A sad(ish) one shot that takes place in an AU in which Natsu died, leaving Lucy with their son. It's pretty low-quality, I threw it together a while ago, so sorry about that.
Lucy couldn't even look at her son without crying. Everything about him was the same as his father's. His bright pink hair, his white, silky scarf, his deep, wise eyes, everything. She now knew what her father had felt like, every single day. She was afraid to open her eyes, knowing that she had to face the unbearable pain of her son, her beautiful son, the best and most golden blessing, yet the darkest and most cruel curse.
She hadn't told him yet. It had been four years, and her son had already turned seven, and she still couldn't tell him what really happened. She couldn't bear to keep it to herself, yet it would break her to relive it. Her son deserved to know, but she was selfish, afraid of the pain she knew would come.
She had held Natsu extra close that night, for no reason, just a little voice in the back of her head. The primal instinct to hold on to what you think you're going to lose. And she had lost him. The next morning was the last time she would run her hands through his pink hair, the last time she would wrap his silky scarf around his neck, the last time she would melt in his eyes.
She nearly went mad the day the scarf arrived. She had ran to her son, hysterically wrapping it around his neck, her explanation too butchered by sobs for the boy to understand. But she had held him close, closer than she had held his father. She had cried into his pink hair, held tight onto his silky scarf, and drowned in his eyes.
It was so tempting to just leave the boy, just like her father had done to her. Let him raise himself, like she had done. Let him ponder the story of his father, the legendary feats he had accomplished, and the heroic sacrifices he had made. She wanted to so bad. Just escape it all, the house, the cold nights, the eyes.
But she didn't. She couldn't. Although it was impossible to bring herself to look into his eyes every day, it was even more so to make him suffer like she had. So she raised him. Lucy was going to pour her everything into raising that boy to be as strong and courageous as his father.

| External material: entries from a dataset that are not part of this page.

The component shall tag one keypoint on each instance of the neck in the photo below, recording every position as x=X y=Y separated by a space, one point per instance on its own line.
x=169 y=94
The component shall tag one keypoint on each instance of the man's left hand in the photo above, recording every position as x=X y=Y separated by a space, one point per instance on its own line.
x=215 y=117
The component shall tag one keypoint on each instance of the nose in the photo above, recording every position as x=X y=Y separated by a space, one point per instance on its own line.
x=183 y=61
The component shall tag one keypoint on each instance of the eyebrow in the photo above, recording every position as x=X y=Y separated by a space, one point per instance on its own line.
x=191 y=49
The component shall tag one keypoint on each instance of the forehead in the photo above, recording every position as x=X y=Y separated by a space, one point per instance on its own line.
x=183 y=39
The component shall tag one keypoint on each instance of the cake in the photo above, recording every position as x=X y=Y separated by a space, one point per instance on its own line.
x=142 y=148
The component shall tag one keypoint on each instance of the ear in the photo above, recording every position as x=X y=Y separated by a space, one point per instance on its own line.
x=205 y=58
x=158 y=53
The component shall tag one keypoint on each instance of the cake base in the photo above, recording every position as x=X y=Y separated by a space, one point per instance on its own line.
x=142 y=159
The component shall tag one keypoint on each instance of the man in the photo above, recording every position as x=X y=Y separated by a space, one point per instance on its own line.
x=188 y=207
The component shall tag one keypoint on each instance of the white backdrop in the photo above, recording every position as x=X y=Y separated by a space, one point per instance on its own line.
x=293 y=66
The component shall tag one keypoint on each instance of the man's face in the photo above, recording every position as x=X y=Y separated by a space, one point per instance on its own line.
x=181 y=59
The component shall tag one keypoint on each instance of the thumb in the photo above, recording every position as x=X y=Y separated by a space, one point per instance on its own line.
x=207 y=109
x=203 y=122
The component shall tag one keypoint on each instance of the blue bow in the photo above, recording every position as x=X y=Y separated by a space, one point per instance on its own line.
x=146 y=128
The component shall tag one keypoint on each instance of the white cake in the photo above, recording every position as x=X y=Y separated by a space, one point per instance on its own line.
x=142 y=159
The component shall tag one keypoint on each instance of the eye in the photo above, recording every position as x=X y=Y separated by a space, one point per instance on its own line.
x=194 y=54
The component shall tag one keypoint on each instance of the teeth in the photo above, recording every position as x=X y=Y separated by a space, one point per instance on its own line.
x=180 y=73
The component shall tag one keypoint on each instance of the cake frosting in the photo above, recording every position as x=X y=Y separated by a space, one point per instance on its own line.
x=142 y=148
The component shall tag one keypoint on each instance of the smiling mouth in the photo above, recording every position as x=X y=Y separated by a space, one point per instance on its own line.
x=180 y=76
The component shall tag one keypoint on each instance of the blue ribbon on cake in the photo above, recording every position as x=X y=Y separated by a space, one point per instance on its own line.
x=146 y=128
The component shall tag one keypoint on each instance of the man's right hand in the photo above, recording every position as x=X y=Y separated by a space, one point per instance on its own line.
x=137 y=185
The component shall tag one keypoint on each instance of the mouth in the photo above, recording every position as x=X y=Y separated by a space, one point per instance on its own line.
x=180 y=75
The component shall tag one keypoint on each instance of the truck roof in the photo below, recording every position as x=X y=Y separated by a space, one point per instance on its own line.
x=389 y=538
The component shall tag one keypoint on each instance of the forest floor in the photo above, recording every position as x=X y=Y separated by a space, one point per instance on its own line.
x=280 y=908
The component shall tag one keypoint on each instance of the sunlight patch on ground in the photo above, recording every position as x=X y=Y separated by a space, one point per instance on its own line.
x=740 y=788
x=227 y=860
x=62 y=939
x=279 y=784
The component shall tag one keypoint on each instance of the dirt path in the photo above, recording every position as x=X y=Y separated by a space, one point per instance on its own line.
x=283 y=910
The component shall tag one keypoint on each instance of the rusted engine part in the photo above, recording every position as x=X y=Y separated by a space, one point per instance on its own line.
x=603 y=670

It took away her livelihood, and she had cried herself to sleep every night, clinging onto the echo of her husband. She had suffered every single moment of it, but she raised him, better than any mother or father before her.
She raised him, even though her eyes watered every time she ran her hands through his pink hair.
She raised him, even though her face was stained with tears every time she wrapped his scarf around his neck.
And she raised him, even though her heart broke every, single, time she threw herself into his eyes.